Ontem, depois de ouvir o discurso do Primeiro Ministro, fui estudar. O dia fora enorme e intenso, às 21.30 tinha duas reuniões ao mesmo tempo - uma do jornal da paróquia outra da Pastoral Familiar - pelo que não tinha tempo a perder: ainda poderia aproveitar uma boa meia-hora. No meu livro de Teologia Espiritual - é a cadeira do momento - tinha algo assim: "Neste processo de transformação a fidelidade do crente é posta à prova: crer, na total escuridão; amar, no abandono; esperar, contra toda a esperança."
Bingo!

Pensei imediatamente naquilo que ia lendo no twitter à medida que ia estudando, os ecos do discurso, o desespero de algumas pessoas, a falta de lata de outras, a prontidão com que muitas se dispuseram a insultar o nosso Primeiro e a mãe dele, a convocação para inúmeras manifestações. Pensei que enquanto estava essa malta toda a vociferar contra a situação - é um direito que se lhes assiste - estava eu a aproveitar uma folga para estudar depois de um dia intensíssimo que só terminaria depois da uma da manhã. Pensei que se trabalhasse mais meia hora para além do meu horário de trabalho passaria a sair bem mais cedo, a ter fins de semana de dois dias e mais tempo livre, o que nem era assim tão importante porque adoro o que faço. Pensei que o melhor era voltar ao estudo e ao trabalho porque o tempo urge e é necessário é batalhar pela vida e não esperar que a vida tome conta de nós.

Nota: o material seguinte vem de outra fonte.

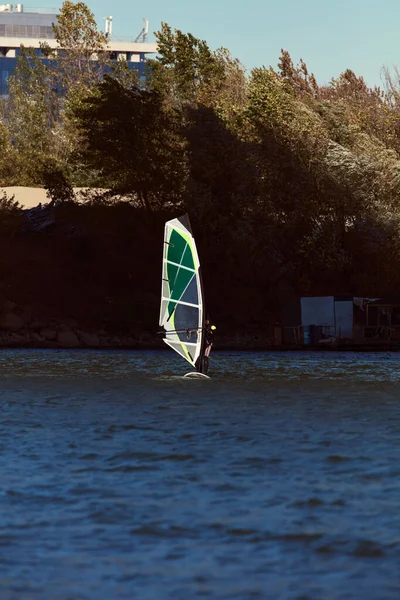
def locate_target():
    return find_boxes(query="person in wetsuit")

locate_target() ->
[203,319,217,375]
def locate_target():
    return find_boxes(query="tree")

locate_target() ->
[73,75,186,209]
[4,47,63,185]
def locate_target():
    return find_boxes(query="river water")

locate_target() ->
[0,350,400,600]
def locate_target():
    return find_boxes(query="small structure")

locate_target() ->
[283,295,376,345]
[364,295,400,342]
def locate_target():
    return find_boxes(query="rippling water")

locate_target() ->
[0,350,400,600]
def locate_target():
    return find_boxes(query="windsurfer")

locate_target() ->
[203,319,217,375]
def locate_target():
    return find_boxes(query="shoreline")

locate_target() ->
[0,336,400,354]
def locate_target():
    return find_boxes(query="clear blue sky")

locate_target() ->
[45,0,400,85]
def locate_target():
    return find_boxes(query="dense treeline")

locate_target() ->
[0,2,400,324]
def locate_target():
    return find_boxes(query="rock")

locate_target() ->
[57,331,80,348]
[40,327,57,340]
[1,300,17,312]
[29,320,47,331]
[31,331,46,343]
[76,330,100,346]
[0,312,25,331]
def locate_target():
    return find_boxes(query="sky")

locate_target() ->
[38,0,400,86]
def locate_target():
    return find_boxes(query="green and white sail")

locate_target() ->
[159,215,204,370]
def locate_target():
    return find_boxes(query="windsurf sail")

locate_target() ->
[159,215,205,371]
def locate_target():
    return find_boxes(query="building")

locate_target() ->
[0,4,157,96]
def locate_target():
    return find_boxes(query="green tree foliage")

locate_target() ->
[5,7,400,319]
[74,75,185,209]
[3,47,62,185]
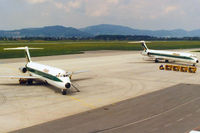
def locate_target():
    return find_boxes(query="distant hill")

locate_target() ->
[0,26,92,38]
[0,24,200,38]
[80,24,200,37]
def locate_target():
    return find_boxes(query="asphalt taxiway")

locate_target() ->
[0,50,200,132]
[12,84,200,133]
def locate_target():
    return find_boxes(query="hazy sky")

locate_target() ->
[0,0,200,30]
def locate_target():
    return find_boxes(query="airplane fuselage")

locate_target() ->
[25,62,71,90]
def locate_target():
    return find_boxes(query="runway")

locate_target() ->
[12,84,200,133]
[0,50,200,132]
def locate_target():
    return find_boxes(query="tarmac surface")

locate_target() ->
[0,50,200,132]
[12,84,200,133]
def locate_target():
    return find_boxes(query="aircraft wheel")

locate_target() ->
[155,59,158,63]
[62,89,67,95]
[27,79,33,85]
[19,79,26,85]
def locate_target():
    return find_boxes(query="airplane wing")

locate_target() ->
[0,76,39,79]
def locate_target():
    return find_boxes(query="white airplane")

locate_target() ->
[129,41,199,66]
[0,46,86,95]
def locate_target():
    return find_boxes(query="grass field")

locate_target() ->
[0,40,200,59]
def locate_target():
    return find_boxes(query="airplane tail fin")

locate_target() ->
[128,41,149,50]
[4,46,43,63]
[140,41,148,50]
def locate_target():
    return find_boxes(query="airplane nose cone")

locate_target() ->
[65,83,71,89]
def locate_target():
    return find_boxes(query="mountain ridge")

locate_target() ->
[0,24,200,38]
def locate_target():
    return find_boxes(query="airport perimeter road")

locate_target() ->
[13,84,200,133]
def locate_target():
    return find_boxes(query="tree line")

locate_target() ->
[0,35,200,41]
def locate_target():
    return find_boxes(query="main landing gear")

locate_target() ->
[19,78,33,85]
[62,89,67,95]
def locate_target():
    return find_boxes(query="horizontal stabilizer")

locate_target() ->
[0,76,38,79]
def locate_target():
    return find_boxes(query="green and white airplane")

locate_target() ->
[0,46,86,95]
[129,41,199,66]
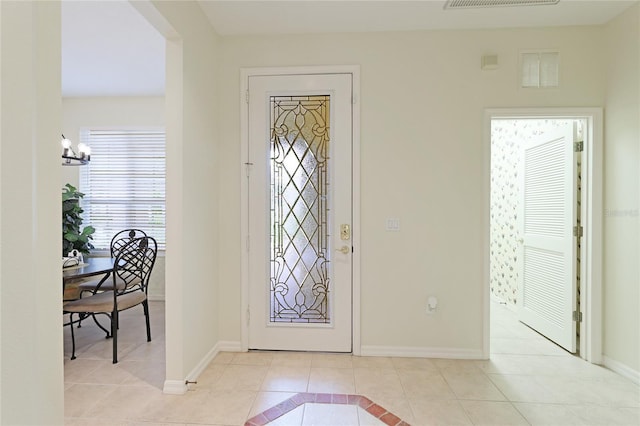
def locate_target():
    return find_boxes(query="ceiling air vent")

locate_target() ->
[444,0,560,9]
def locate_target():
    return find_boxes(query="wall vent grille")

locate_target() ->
[444,0,560,10]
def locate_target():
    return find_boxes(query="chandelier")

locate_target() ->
[62,135,91,166]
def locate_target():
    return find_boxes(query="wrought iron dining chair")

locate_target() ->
[63,236,158,364]
[77,229,147,296]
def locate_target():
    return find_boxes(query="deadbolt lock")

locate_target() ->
[340,223,351,241]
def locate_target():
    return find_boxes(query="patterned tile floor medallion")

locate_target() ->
[245,392,409,426]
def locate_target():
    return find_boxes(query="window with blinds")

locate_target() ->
[79,129,166,250]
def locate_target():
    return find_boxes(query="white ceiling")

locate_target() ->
[62,0,637,96]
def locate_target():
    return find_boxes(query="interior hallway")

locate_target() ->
[64,302,640,426]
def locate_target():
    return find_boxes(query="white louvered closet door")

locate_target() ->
[518,126,577,353]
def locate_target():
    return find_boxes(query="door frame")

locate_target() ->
[239,65,361,355]
[482,107,603,364]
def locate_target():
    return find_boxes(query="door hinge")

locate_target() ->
[573,311,582,322]
[244,162,253,178]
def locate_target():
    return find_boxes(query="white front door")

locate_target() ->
[518,126,577,353]
[247,74,353,352]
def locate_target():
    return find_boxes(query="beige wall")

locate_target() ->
[60,96,165,300]
[152,1,221,392]
[219,27,605,356]
[0,1,64,425]
[602,5,640,379]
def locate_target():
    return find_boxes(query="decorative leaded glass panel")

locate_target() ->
[270,96,331,323]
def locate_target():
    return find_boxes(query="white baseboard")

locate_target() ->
[162,340,240,395]
[360,346,484,359]
[216,340,242,352]
[602,356,640,385]
[147,294,164,302]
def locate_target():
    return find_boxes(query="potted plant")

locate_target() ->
[62,184,96,256]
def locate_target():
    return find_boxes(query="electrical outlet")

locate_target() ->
[426,296,438,315]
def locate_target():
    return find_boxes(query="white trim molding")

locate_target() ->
[162,340,241,395]
[360,345,485,360]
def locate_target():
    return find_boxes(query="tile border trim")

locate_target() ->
[244,392,410,426]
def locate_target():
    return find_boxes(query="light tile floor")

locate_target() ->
[65,302,640,426]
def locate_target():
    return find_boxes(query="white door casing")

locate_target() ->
[517,126,577,353]
[246,73,353,352]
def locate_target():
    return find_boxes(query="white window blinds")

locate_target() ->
[80,129,166,249]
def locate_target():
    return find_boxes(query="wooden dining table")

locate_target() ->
[62,257,115,300]
[62,257,115,283]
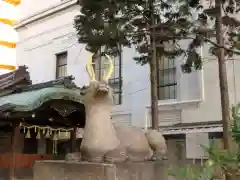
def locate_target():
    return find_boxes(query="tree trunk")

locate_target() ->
[148,0,159,130]
[215,0,233,180]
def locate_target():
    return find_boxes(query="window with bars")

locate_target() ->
[56,52,67,79]
[157,56,177,100]
[93,52,122,105]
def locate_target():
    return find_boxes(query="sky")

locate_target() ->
[0,0,19,74]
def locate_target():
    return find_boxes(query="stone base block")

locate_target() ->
[33,161,165,180]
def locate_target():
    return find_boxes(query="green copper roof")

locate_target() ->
[0,85,82,111]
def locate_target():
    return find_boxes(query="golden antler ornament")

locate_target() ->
[86,54,113,81]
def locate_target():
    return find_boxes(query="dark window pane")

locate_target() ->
[157,58,177,100]
[56,52,67,78]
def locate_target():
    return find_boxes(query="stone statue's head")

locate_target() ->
[81,52,113,104]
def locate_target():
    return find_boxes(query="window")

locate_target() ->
[56,52,67,78]
[157,54,177,100]
[93,52,122,105]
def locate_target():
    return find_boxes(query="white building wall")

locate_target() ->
[17,0,240,127]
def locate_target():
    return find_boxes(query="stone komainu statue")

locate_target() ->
[66,52,167,163]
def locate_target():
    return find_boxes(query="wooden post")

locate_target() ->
[9,121,20,180]
[70,127,77,153]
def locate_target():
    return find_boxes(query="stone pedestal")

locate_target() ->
[33,161,165,180]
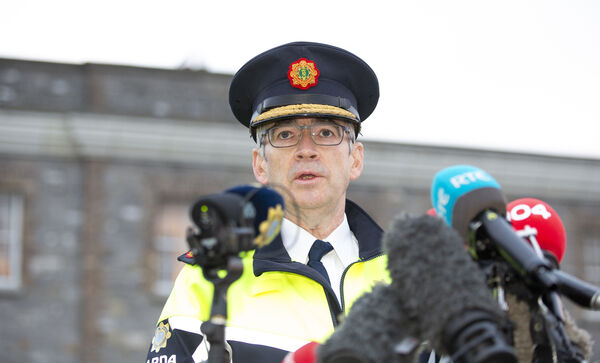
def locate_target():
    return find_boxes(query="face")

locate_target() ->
[252,118,363,218]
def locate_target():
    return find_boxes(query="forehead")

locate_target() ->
[266,117,349,129]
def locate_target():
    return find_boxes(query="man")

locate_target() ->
[147,42,388,363]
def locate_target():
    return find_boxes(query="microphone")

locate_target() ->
[317,215,516,363]
[431,165,557,290]
[507,198,600,310]
[281,342,319,363]
[383,215,516,363]
[224,184,285,247]
[506,198,567,264]
[317,283,421,363]
[186,185,285,268]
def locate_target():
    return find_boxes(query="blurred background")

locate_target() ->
[0,0,600,363]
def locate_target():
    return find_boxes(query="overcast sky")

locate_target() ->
[0,0,600,158]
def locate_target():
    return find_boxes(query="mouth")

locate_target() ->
[295,171,320,182]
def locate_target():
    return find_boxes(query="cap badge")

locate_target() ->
[150,321,171,353]
[288,58,319,89]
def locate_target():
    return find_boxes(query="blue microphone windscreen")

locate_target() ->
[431,165,506,237]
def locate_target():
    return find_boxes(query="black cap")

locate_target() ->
[229,42,379,140]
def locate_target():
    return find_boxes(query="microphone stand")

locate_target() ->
[200,256,244,363]
[488,261,585,363]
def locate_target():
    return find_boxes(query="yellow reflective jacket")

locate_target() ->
[148,201,389,363]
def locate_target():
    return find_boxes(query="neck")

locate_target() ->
[285,205,345,239]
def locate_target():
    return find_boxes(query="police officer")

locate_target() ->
[147,42,388,363]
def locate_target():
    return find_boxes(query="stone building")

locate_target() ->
[0,59,600,363]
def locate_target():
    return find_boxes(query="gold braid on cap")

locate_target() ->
[252,103,358,124]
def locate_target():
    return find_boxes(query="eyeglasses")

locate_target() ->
[263,123,350,147]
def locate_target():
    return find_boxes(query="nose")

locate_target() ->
[296,129,319,159]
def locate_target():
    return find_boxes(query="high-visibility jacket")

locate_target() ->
[147,201,389,363]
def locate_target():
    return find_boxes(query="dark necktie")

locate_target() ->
[308,239,333,284]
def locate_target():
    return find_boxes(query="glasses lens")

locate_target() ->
[268,123,344,147]
[269,125,301,147]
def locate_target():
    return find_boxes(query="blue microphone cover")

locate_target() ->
[431,165,506,239]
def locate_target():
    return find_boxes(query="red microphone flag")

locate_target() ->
[506,198,567,263]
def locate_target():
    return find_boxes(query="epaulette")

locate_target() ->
[177,250,196,266]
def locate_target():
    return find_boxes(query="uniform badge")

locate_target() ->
[150,321,171,353]
[254,204,284,247]
[288,58,319,89]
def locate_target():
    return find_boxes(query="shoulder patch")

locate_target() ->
[177,250,196,266]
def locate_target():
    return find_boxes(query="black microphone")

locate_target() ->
[317,284,420,363]
[187,184,285,268]
[553,270,600,310]
[317,216,516,363]
[383,215,516,363]
[431,165,557,291]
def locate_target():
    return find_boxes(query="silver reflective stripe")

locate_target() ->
[169,316,310,362]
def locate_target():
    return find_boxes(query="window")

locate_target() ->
[0,194,23,291]
[152,204,190,296]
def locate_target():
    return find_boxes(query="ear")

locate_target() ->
[252,148,269,185]
[350,142,364,180]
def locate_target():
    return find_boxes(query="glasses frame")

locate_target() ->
[261,122,350,149]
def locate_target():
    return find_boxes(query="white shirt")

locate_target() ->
[281,214,358,303]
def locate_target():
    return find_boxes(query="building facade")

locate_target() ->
[0,59,600,363]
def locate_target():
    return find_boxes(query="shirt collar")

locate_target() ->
[281,214,358,266]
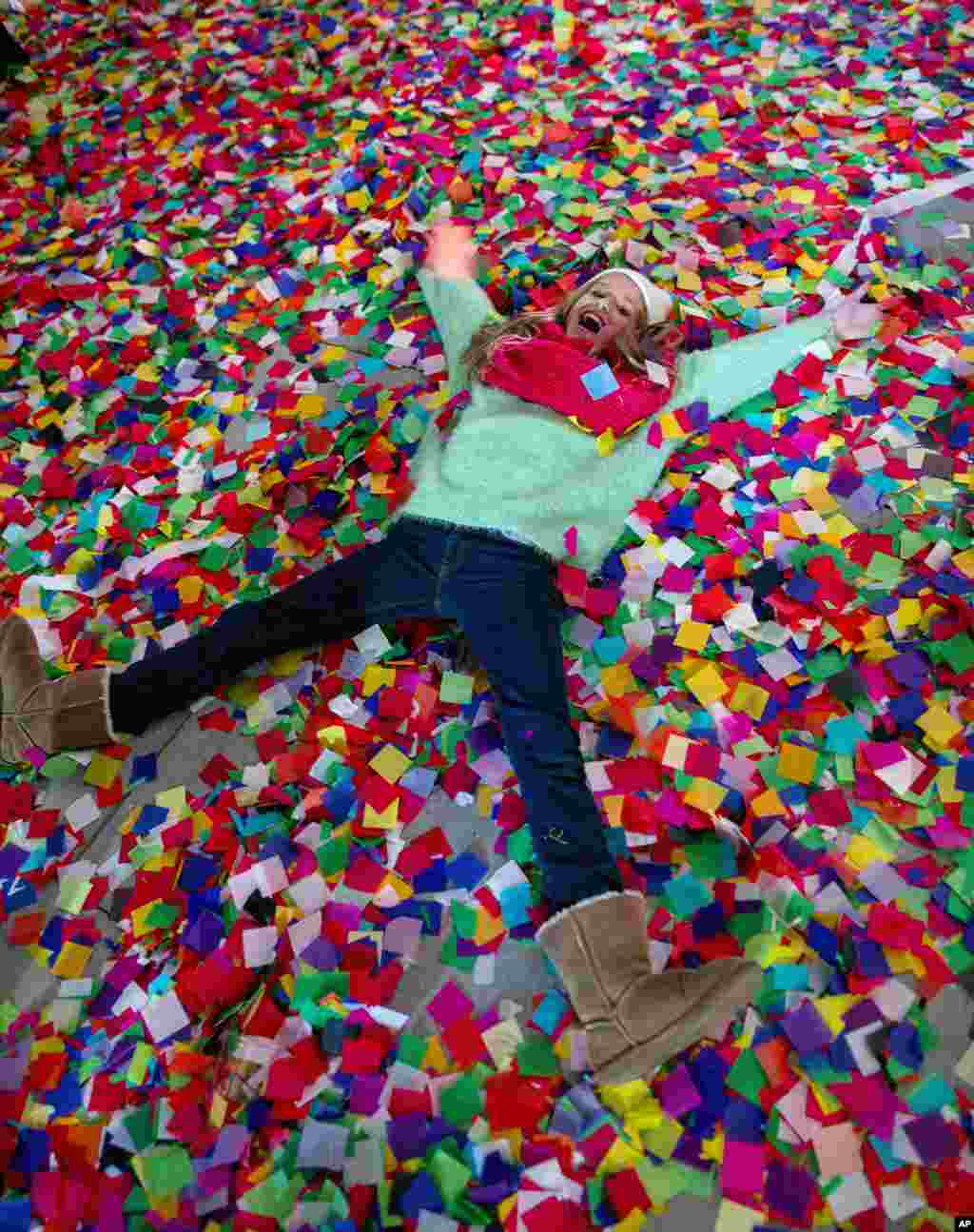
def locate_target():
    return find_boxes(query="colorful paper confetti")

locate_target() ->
[0,0,974,1232]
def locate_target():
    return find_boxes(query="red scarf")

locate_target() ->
[480,322,674,452]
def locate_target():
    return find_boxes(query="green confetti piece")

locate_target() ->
[133,1144,194,1203]
[396,1034,429,1069]
[318,836,351,877]
[238,1172,304,1227]
[660,872,713,920]
[517,1031,561,1078]
[439,1074,484,1131]
[427,1149,473,1203]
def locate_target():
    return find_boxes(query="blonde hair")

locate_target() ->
[460,278,683,384]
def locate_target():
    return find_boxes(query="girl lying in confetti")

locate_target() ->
[0,225,879,1083]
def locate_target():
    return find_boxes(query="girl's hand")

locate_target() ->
[423,222,477,279]
[833,284,883,339]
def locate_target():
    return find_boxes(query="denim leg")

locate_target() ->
[438,531,623,909]
[109,522,448,735]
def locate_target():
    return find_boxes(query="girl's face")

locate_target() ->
[565,273,643,355]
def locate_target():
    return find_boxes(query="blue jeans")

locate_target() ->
[109,515,622,910]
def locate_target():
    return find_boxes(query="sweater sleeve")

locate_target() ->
[417,266,501,398]
[680,313,839,420]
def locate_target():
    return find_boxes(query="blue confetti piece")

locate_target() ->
[581,363,619,401]
[531,988,569,1036]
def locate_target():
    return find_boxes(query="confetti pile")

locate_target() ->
[0,0,974,1232]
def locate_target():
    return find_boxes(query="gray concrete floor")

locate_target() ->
[0,129,974,1232]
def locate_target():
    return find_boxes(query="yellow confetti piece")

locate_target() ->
[845,834,886,872]
[776,742,819,785]
[596,427,615,459]
[643,1116,683,1160]
[422,1035,451,1074]
[683,778,728,813]
[727,680,770,722]
[602,663,638,697]
[362,799,399,831]
[714,1198,766,1232]
[176,577,204,605]
[83,753,123,788]
[673,619,711,652]
[915,706,963,749]
[50,941,91,980]
[687,663,729,706]
[596,1133,645,1177]
[662,735,691,770]
[480,1018,524,1069]
[368,744,413,784]
[58,877,91,915]
[751,788,789,817]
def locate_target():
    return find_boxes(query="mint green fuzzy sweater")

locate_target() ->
[390,268,836,574]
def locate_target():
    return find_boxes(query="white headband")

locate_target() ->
[585,266,673,325]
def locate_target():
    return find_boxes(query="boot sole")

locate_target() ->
[593,968,765,1086]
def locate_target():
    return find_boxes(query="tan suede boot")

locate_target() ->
[0,616,118,764]
[536,890,764,1085]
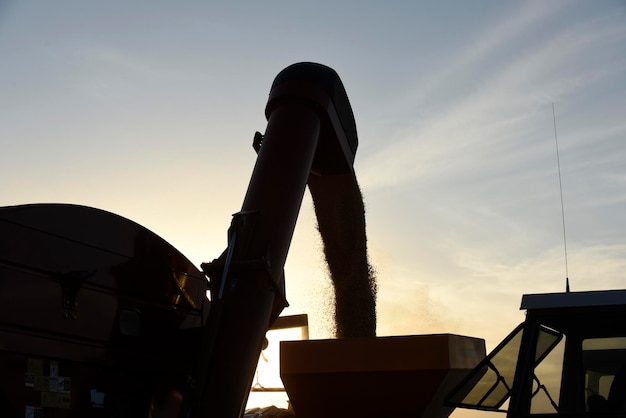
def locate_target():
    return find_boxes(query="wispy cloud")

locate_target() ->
[361,7,626,192]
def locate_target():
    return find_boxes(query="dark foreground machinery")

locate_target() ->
[0,63,357,418]
[447,290,626,418]
[6,63,626,418]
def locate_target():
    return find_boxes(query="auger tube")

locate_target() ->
[196,63,358,418]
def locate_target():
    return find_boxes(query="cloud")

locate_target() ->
[360,5,626,189]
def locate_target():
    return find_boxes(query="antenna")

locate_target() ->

Sei bem que há pessoas a passar por enormes dificuldades. Que há muitas famílias a quem sobra mês no fim do dinheiro, que há pais e mães no desemprego e em desespero porque não têm onde conseguir dinheiro para dar de comer aos filhos. Sei-o porque contacto com eles, falo com eles todas as semanas, conheço os seus filhos e já decorei as suas caras de fome e roupas esfarrapadas. Mas nunca os vi em qualquer manifestação e muito menos a faltar ao emprego para ir fazer berrarias. O seu maior desejo, nesta altura, era ter um trabalho, era poderem trabalhar mais meia hora, ou uma, ou meia dúzia, que lhe restituíssem a dignidade de poder voltar a sustentar a família.

É duro, eu sei.
Lidei durante muitos anos com empresas e empresários, com exploradores de mercedes cuja falta de escrúpulos envergonharia qualquer ditadorzeco africano. Conheci alguns que não pagavam salários alegadamente por falta de dinheiro mas faziam gala em exibir aos funcionários as fotos das férias paradisíacas. Conheci também maus funcionários, que faziam tudo para não fazerem nada, sempre com esquemas para sacarem mais dinheiro ao patrão, à segurança social, ao diabo a quatro. Nesse meio já vi de tudo, já tive que engolir de tudo, já me revoltei contra tudo e não tenho ilusões.

Por isso nesta altura apenas tenho pena dos que querem efectivamente trabalhar e não conseguem.E esses andam demasiado ocupados a procurar trabalho, nem que seja em biscates, e não têm nem tempo nem dinheiro para manifestações.